The Mallee Accommodation and Support Program (MASP) building in Mildura, Victoria is a new service and community hub designed as a modern, welcoming and supportive space for people suffering from disadvantage, homelessness and poverty.
Built on the site of a former youth hostel, the $5 million community hub was designed by Aspire Architecture to support the expansion of the organisation and its services, while encouraging more people to seek help through thoughtful design.
MASP CEO Gary Simpson spoke about the organisation's vision for the new building.
"At the moment we support up to 5,000 at any given time, but we are hidden behind a brick wall.
"Our goal is to increase our visibility with a design that also allows the building to look and feel warm, welcoming and relaxed. This means moving away from the traditional clinical look of buildings in our sector. We want clients to walk in and feel like they are accepted and supported.”
Aspire Architecture's Andrew Nairn specified the Territory Steppe cladding range from Cemintel® to bring the brief to life.

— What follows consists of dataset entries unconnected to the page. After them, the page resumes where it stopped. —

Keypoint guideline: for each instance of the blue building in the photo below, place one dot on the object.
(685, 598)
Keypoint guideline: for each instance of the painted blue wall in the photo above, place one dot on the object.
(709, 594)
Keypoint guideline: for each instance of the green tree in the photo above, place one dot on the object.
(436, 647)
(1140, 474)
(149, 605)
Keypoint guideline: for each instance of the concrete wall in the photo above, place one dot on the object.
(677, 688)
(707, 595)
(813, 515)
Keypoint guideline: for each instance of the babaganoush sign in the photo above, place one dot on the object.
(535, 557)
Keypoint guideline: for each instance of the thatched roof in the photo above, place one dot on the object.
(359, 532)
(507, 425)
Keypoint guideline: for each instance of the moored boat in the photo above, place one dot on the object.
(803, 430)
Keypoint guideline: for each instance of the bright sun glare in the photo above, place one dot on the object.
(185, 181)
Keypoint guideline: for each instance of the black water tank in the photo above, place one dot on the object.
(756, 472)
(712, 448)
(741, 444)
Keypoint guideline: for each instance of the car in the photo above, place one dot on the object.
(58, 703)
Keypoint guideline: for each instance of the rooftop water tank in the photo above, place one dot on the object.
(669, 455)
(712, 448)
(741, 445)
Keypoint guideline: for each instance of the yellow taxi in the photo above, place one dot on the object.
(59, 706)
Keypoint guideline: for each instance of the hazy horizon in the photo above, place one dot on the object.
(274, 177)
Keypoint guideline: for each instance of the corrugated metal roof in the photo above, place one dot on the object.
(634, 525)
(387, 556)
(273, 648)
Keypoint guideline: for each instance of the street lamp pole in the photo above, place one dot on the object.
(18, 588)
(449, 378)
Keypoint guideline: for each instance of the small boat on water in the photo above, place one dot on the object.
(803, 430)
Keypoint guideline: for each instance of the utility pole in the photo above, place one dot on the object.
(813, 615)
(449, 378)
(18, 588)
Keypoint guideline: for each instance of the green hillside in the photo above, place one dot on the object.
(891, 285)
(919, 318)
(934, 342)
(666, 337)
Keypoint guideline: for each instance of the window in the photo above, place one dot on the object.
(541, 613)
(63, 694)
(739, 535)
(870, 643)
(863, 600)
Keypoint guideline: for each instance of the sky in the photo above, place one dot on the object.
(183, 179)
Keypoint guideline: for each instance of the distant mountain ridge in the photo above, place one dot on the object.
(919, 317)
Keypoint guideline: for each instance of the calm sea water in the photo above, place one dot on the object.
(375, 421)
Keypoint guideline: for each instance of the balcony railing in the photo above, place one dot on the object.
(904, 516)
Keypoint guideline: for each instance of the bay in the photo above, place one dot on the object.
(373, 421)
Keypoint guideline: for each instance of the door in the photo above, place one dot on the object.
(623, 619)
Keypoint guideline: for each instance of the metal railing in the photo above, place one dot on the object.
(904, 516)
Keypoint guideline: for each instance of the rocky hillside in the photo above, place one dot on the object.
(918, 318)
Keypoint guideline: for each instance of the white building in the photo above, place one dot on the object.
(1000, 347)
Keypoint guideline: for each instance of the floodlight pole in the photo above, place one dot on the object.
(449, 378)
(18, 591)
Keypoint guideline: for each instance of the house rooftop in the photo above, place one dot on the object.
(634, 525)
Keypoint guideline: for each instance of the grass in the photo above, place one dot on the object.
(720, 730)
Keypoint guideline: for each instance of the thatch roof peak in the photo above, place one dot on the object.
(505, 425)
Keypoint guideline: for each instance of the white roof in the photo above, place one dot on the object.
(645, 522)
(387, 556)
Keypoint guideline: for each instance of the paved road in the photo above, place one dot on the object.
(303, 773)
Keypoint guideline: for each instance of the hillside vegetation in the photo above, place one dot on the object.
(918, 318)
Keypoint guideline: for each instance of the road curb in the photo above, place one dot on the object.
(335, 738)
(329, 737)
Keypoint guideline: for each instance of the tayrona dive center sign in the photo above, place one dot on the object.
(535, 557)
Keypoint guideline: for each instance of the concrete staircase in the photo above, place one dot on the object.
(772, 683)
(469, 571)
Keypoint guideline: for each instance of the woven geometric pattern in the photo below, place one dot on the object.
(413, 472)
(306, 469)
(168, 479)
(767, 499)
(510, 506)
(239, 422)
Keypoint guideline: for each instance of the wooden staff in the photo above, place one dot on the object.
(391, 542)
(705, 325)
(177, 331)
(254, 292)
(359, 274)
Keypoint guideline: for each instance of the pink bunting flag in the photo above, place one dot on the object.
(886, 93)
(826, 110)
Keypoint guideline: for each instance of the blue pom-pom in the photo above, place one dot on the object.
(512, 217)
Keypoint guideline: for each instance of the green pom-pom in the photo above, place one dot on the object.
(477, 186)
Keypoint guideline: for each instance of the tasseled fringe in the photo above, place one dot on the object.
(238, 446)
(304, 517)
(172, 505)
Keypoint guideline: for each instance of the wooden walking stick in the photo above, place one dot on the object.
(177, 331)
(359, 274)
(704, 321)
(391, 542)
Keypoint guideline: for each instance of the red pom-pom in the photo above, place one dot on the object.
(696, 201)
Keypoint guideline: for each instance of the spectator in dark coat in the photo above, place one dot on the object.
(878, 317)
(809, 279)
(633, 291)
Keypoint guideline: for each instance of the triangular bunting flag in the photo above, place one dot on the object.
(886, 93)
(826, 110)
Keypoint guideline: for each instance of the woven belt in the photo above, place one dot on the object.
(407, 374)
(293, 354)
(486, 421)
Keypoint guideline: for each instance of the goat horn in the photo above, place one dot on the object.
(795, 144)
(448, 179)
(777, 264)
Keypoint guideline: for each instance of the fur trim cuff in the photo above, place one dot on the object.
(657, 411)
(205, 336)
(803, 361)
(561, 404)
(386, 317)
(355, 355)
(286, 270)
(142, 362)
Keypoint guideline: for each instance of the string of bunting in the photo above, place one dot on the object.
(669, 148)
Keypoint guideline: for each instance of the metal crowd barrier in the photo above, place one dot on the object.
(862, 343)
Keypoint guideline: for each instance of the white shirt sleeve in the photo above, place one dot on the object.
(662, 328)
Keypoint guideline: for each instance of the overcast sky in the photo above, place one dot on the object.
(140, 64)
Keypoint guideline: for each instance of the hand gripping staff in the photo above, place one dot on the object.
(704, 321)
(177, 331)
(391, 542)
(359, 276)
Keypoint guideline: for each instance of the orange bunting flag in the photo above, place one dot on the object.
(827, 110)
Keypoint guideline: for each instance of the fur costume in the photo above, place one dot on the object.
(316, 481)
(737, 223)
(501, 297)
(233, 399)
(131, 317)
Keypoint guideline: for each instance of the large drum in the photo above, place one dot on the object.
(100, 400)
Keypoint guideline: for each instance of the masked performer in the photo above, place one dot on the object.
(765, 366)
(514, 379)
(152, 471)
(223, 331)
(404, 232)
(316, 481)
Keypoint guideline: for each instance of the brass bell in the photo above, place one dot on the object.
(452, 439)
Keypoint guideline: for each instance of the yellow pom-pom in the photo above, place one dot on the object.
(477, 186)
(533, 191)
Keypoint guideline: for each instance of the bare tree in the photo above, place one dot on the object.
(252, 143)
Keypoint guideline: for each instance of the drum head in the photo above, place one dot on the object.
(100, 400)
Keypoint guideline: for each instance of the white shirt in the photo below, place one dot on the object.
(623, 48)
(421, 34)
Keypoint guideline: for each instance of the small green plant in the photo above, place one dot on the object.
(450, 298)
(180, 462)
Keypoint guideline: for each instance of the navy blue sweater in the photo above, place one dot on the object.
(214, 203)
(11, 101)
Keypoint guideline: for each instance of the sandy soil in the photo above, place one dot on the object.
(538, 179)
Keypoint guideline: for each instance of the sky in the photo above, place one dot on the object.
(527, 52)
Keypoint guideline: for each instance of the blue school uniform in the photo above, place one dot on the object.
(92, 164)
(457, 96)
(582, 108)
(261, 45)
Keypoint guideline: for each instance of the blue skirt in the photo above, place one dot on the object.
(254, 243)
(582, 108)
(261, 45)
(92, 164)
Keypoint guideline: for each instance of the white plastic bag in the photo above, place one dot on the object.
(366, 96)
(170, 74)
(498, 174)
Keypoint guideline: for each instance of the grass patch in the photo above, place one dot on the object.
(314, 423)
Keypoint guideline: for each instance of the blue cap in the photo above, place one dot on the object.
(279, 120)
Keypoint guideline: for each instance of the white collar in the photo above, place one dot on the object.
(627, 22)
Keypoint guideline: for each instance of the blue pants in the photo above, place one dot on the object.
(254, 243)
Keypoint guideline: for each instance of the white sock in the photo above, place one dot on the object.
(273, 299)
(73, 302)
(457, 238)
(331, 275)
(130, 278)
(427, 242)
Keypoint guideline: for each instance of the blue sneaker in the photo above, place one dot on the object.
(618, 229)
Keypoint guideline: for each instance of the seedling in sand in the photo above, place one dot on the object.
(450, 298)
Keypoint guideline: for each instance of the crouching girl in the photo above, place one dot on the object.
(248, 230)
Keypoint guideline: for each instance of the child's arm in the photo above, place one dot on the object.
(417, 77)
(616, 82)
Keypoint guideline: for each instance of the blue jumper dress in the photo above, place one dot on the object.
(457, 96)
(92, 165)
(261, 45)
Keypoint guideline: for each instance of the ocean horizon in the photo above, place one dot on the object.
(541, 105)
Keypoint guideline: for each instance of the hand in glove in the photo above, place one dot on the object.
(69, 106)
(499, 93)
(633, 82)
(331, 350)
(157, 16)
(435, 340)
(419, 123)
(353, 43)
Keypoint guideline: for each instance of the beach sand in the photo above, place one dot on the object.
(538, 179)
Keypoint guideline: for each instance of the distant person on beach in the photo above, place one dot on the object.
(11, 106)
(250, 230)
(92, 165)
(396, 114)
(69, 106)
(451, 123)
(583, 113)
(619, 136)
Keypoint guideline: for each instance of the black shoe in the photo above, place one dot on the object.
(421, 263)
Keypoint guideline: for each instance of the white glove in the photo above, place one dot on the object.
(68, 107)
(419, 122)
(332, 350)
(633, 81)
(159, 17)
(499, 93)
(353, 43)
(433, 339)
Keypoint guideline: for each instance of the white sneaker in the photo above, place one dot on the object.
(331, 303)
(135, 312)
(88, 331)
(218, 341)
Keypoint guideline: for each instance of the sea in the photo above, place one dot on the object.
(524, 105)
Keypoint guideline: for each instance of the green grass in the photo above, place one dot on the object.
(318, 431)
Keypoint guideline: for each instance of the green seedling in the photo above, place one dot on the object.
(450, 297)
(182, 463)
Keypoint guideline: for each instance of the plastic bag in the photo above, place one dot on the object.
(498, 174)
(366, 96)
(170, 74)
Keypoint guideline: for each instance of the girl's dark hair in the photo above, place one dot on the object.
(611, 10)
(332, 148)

"As the building is a large structure on the corner of two streets, we wanted to use quality materials that soften the effect of the building so it doesn't feel so overwhelming.
"The outside of the building is a large two-storey wall and a flat-faced surface wouldn't have worked. It needed some kind of articulation or pattern to it, which we've introduced via the Cemintel range," says Nairn.
Two products from Cemintel's Territory range, Steppe Montane and Steppe Tundra, were selected to achieve this design goal. Steppe Montane's dark chocolate tones have been used on the lower storey to contrast against the light mocha of Steppe Tundra on the upper level of the building.
Designed to simulate materials such as stone, timber, concrete, metal, tiles and smooth render, the Territory range comes with a platinum coating that protects the cladding against UV damage and colour fade, while weather resistant joints ensure long term performance.
Fire performance was a major factor in the selection of the Territory range for the cladding. Given that Mildura is quite a dry area, the project needed a product that met building code regulations for fire protection and non-combustibility.
For Gary Simpson, the dual colours and scale of the building were designed to stand as a 'beacon of hope' for those living with disadvantage in the community. He explained that the colours were chosen for their calming and therapeutic effect on people.
"We couldn't just design the building as a great place for staff to work in; we had to ensure we could get the best leverage from the building to improve our services the way the community feels visiting us. With extended opening hours and our community focus, we're expecting to get more people walking in off the street and asking for help," he concluded.